An oil-spill occurs off-shore in an area of calm water with no currents - Leaving Cert Mathematics - Question 8 - 2015

To represent the total volume of oil on a graph, you would plot the points:

• (1, 4)
• (2, 8)
• (3, 12)
• (4, 16)
• (5, 20)
• (6, 24)

Connect these points with a straight line to indicate a linear increase. The x-axis represents time (minutes), while the y-axis shows the volume of oil (10^6 cm³).

The equation for the volume of oil on the water after $t$ minutes is given by:

$V(t) = 4 \times 10^{6} t$

where $V(t)$ is in cm³ and $t$ is in minutes.

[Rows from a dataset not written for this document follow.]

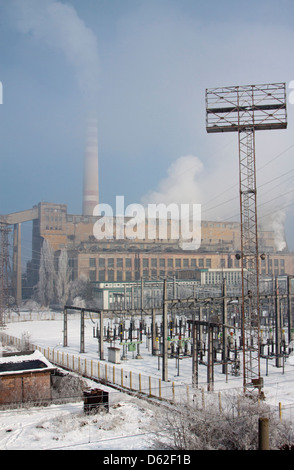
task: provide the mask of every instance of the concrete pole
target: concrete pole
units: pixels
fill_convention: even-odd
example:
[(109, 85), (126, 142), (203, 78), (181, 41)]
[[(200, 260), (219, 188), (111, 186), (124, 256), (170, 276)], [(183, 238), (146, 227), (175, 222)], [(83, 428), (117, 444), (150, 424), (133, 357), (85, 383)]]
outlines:
[(22, 301), (21, 272), (21, 224), (15, 224), (13, 230), (13, 281), (14, 296), (17, 305)]
[(167, 355), (167, 280), (163, 282), (163, 335), (162, 335), (162, 380), (168, 380), (168, 355)]
[(293, 318), (292, 318), (292, 291), (291, 291), (291, 280), (292, 277), (287, 277), (288, 282), (288, 344), (294, 339), (292, 332), (293, 329)]
[(258, 450), (270, 450), (268, 418), (259, 418), (258, 420)]
[(85, 352), (85, 310), (81, 310), (80, 353)]
[[(103, 311), (100, 311), (100, 341), (99, 341), (99, 355), (100, 360), (104, 361), (104, 344), (103, 344), (103, 331), (104, 331), (104, 319), (103, 319)], [(121, 338), (122, 340), (123, 338)]]
[(213, 326), (208, 324), (207, 391), (213, 392)]
[[(222, 323), (223, 325), (227, 324), (228, 320), (228, 305), (227, 305), (227, 280), (223, 279), (223, 312), (222, 312)], [(227, 373), (228, 361), (227, 361), (227, 348), (228, 348), (228, 339), (227, 339), (227, 328), (223, 326), (223, 350), (222, 350), (222, 373)]]
[(197, 338), (197, 324), (193, 321), (193, 356), (192, 356), (192, 383), (193, 387), (198, 387), (198, 338)]
[(278, 278), (275, 279), (276, 367), (281, 367), (281, 311)]

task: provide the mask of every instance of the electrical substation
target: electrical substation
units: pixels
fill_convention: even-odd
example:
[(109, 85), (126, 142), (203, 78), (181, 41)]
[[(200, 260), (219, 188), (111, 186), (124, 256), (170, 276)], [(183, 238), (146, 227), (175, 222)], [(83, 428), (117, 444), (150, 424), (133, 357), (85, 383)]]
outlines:
[(62, 306), (63, 353), (70, 344), (68, 323), (75, 313), (80, 318), (80, 355), (87, 349), (88, 318), (99, 361), (121, 367), (133, 359), (139, 363), (144, 361), (144, 350), (163, 382), (171, 380), (171, 368), (174, 375), (172, 362), (178, 375), (182, 364), (189, 362), (189, 383), (195, 389), (199, 370), (205, 368), (207, 390), (213, 391), (218, 367), (224, 381), (228, 376), (240, 377), (246, 394), (263, 396), (261, 361), (267, 375), (269, 363), (283, 368), (294, 349), (294, 256), (287, 248), (277, 249), (274, 234), (260, 228), (257, 216), (255, 133), (287, 127), (285, 84), (206, 90), (207, 133), (238, 134), (240, 223), (202, 221), (201, 245), (194, 251), (183, 250), (172, 239), (171, 226), (164, 239), (158, 227), (155, 240), (93, 237), (93, 225), (99, 220), (93, 216), (99, 201), (95, 126), (91, 122), (87, 134), (82, 215), (67, 214), (63, 204), (40, 203), (1, 216), (2, 324), (8, 299), (14, 299), (14, 307), (19, 309), (25, 297), (20, 226), (31, 220), (33, 256), (26, 288), (30, 290), (38, 282), (46, 241), (52, 247), (55, 266), (66, 251), (70, 281), (84, 276), (93, 294), (89, 306), (68, 302)]

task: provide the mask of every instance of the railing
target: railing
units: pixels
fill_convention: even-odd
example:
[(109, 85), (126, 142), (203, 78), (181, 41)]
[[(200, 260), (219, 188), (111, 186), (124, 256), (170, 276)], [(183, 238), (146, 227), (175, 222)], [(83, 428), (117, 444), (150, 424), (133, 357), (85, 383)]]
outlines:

The volume of oil in the slick when the radius is $r$ cm and thickness is 1 mm (or 0.1 cm) is given by:

$V = \pi r^2 h = \pi r^2 (0.1) = 0.1 \pi r^2 \text{ cm}^3$

To find the rate of change of the radius, we differentiate:

$\frac{dV}{dt} = \frac{dV}{dr} \cdot \frac{dr}{dt}$

Calculating $\frac{dV}{dr}$: $\frac{dV}{dr} = 0.2 \pi r$

Setting $r = 5000$ cm (which is 50 m): $\frac{dV}{dt} = 4 \times 10^{6}$

Therefore, $\frac{dr}{dt} = \frac{\frac{dV}{dt}}{\frac{dV}{dr}} = \frac{4 \times 10^{6}}{0.2 \pi (5000)}$

Calculating gives: $\frac{dr}{dt} \approx 1273.3 \text{ cm/min}$

The area $A$ covered by the oil slick is given by:

$A = \pi r^2$

Differentiating with respect to time: $\frac{dA}{dt} = 2\pi r \frac{dr}{dt}$

Substituting $\frac{dr}{dt}$ from previous calculations: $\frac{dA}{dt} = 2\pi r (\text{previous rate})$

At $r = 50m (5000 cm)$: $\frac{dA}{dt} = 2\pi (5000)(1273.3) \approx 4 \times 10^{7} \text{ cm}^2/min$

The area covered by the oil slick is given by,

$A = \pi r^2 = \pi (1000)^2 = 10^6 \pi \, \text{cm}^2$

Given the rate of spill: $\text{Rate} = 4 \times 10^{6} \text{ cm}^3/min$

The time $t$ required can be calculated by: $t = \frac{\pi (1000)^2}{4 \times 10^{6}} \approx 785.398 \text{ minutes}$

Converting minutes to hours: $\text{Time} \approx \frac{785.398}{60} \approx 13.09 \text{ hours}$

Thus, to the nearest hour, it will take approximately 13 hours.